We hit up the shopping on the way back, with a visit to a Target store and the Premium Outlet Mall. Evaluation: bedding and housewares are cheaper. Clothes, at the outlet mall, are a great deal. Everything else is pretty much the same price, once you work in the exchange rate and the fuel used to get there. But we did come home with some new bedding, I bought some $25 pants from Banana Republic and $50 Nike shoes, and my ladyfriend came home with some a couple new shirts.

There was still a weird sense when visiting the US, even though it’s no more or less safe than Vancouver, and the people are pretty much the same, that we’re still not quite fitting in. I can’t put my finger on it, but it’s probably not helped by the growing anti-US sentiment that Canadians seem to have.
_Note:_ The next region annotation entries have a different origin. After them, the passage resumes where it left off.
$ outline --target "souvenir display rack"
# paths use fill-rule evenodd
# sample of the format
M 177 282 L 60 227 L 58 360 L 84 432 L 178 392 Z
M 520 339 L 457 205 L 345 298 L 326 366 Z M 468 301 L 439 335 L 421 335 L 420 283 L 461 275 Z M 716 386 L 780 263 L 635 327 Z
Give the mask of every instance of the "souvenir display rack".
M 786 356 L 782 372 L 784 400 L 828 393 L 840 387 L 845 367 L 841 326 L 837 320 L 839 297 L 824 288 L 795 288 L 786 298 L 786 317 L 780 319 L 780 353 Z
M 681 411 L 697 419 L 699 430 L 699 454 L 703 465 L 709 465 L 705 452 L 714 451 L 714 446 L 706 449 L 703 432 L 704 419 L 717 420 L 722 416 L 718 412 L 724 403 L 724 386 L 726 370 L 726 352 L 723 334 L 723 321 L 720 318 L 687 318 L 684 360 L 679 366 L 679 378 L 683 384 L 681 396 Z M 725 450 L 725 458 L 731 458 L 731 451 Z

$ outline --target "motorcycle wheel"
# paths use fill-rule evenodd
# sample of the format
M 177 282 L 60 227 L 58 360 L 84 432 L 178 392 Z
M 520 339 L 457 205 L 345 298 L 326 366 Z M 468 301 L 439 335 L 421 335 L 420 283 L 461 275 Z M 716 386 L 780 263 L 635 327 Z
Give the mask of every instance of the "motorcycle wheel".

Or maybe it’s just the fact that we’re tourists, and we’re not supposed to feel at home. But it is odd, that driving just two and a half hours south, something still seems completely different.

I’m glad we decided on Seattle rather than Vegas, which was the original idea. Weather in Vegas for the time we were in Seattle: rain and highs of 13. Ha! Take that, sin city!
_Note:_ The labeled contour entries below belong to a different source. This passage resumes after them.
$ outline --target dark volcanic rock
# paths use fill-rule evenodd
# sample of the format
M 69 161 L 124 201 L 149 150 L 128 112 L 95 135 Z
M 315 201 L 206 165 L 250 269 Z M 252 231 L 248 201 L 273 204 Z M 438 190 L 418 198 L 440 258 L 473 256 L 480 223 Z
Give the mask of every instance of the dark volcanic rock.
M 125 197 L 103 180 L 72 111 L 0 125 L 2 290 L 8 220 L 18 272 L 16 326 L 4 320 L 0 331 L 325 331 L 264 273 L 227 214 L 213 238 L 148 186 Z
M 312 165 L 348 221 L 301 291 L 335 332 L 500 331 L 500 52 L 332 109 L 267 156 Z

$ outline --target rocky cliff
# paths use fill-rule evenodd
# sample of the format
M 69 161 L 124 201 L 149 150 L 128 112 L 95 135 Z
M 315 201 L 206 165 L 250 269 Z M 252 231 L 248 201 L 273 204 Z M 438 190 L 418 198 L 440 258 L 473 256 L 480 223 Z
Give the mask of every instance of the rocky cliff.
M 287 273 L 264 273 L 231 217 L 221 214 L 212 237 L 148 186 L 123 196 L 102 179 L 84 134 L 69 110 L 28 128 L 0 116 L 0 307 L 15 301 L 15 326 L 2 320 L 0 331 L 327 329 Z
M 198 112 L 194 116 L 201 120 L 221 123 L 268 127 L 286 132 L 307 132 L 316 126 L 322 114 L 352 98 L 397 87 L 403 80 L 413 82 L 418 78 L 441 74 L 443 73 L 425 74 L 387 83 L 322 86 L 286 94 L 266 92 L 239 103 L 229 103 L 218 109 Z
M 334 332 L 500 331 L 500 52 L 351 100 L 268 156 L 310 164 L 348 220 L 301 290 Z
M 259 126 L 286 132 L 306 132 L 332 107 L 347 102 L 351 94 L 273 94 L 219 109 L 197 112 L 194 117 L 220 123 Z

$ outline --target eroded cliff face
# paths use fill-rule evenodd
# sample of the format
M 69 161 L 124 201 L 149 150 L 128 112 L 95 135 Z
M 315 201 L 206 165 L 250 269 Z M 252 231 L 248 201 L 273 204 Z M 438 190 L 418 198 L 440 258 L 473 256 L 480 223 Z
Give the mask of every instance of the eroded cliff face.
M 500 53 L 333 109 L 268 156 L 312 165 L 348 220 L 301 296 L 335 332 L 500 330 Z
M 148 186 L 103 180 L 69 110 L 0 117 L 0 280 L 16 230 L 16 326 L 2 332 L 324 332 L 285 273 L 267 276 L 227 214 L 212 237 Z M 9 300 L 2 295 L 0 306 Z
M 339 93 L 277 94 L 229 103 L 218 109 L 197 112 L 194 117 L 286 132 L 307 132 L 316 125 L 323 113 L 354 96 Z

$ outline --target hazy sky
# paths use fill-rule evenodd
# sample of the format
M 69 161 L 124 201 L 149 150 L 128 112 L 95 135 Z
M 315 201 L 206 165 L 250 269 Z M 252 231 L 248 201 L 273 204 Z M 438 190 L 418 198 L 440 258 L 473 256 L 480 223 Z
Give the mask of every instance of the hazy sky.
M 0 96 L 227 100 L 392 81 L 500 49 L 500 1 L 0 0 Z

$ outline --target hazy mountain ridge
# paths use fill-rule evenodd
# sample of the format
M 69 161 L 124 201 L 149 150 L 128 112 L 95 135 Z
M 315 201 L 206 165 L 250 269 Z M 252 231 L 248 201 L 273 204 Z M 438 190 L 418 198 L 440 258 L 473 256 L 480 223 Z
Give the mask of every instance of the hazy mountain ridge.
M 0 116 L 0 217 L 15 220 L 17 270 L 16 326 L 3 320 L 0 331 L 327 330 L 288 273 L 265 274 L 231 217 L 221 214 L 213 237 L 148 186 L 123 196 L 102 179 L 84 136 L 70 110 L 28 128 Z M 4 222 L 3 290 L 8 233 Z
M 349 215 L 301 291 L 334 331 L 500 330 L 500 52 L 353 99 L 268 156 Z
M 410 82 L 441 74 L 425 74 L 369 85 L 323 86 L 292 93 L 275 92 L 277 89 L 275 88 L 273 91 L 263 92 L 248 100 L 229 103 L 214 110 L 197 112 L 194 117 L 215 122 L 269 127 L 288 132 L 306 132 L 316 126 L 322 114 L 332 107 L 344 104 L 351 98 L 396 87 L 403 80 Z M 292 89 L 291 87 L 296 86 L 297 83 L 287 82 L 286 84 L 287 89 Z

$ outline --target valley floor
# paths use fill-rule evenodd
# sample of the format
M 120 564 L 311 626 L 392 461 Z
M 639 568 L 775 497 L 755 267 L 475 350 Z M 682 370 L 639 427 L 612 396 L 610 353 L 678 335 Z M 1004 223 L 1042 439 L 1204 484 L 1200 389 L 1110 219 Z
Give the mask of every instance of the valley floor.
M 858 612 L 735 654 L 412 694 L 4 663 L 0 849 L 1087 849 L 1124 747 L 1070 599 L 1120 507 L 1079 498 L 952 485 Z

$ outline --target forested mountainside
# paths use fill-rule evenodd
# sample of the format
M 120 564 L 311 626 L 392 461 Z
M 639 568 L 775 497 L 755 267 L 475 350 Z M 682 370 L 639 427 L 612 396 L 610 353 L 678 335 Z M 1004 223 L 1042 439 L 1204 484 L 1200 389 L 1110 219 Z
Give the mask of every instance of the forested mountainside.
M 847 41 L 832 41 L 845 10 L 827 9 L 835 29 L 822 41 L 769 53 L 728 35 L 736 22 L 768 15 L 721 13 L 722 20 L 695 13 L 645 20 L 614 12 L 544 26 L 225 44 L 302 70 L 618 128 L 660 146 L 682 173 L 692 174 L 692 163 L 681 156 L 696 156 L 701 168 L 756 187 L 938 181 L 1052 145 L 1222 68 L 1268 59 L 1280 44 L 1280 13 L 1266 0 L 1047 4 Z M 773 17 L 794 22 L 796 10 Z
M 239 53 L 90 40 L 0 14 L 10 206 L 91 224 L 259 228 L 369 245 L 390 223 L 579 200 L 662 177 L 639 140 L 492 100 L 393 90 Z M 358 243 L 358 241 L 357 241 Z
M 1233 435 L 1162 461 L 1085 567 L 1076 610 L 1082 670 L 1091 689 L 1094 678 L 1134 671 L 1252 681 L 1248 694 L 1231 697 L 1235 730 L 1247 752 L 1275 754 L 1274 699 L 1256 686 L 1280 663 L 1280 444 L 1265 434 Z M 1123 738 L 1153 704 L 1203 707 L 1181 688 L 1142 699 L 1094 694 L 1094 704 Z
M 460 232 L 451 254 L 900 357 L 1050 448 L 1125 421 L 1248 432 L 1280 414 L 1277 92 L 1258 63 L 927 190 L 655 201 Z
Weekend Update/Hiatus Notice

Last night my cousin and I took in a special midnight viewing of The Big Lebowski, one of my all-time favourite movies. It was the first time I’d seen it on the big screen since its initial run (12 years ago!), and it still amazes me how with each viewing there’s verbal and visual cues that are introduced then tied in throughout the movie. It’s probably a reason why it’s such a good movie - the subtle parts are what put it beyond just a curiosity. Plus, it’s the best role John Goodman has ever played. Jeff Bridges is pretty much perfect as The Dude, too.

Friday morning I also got results from my Holter Monitor testing. The diagnosis is that I have a heart condition called a bigeminy, also knowns as Premature Ventricular Contraction. Long story short, my heart will from time to time not beat like clockwork as it should, and it’s something not terribly unusual nor is it life-threatening (unless I develop heart disease). There’s no suggested treatment, other than keeping up my magnesium, calcium, and potassium levels. It is something I ‘need to get used to’, which isn’t the easiest thing, since it is basically a pounding in my chest at random times. Well, what can you do - keep on truckin’ I suppose.

Finally, the ladyfriend and I are headed south to Seattle for a few days, to be tourists and see things like the Space Needle and the Experience Music Project, and to drink designer coffee and watch people throw fish around. Hopefully the weather there will be just like it is here (unusually warm and generally less rainy than usual). Even if it isn’t I’m sure we’ll enjoy it. Obviously this means the blog will enter another week of dormancy, followed by an explosion of new Flickr photos.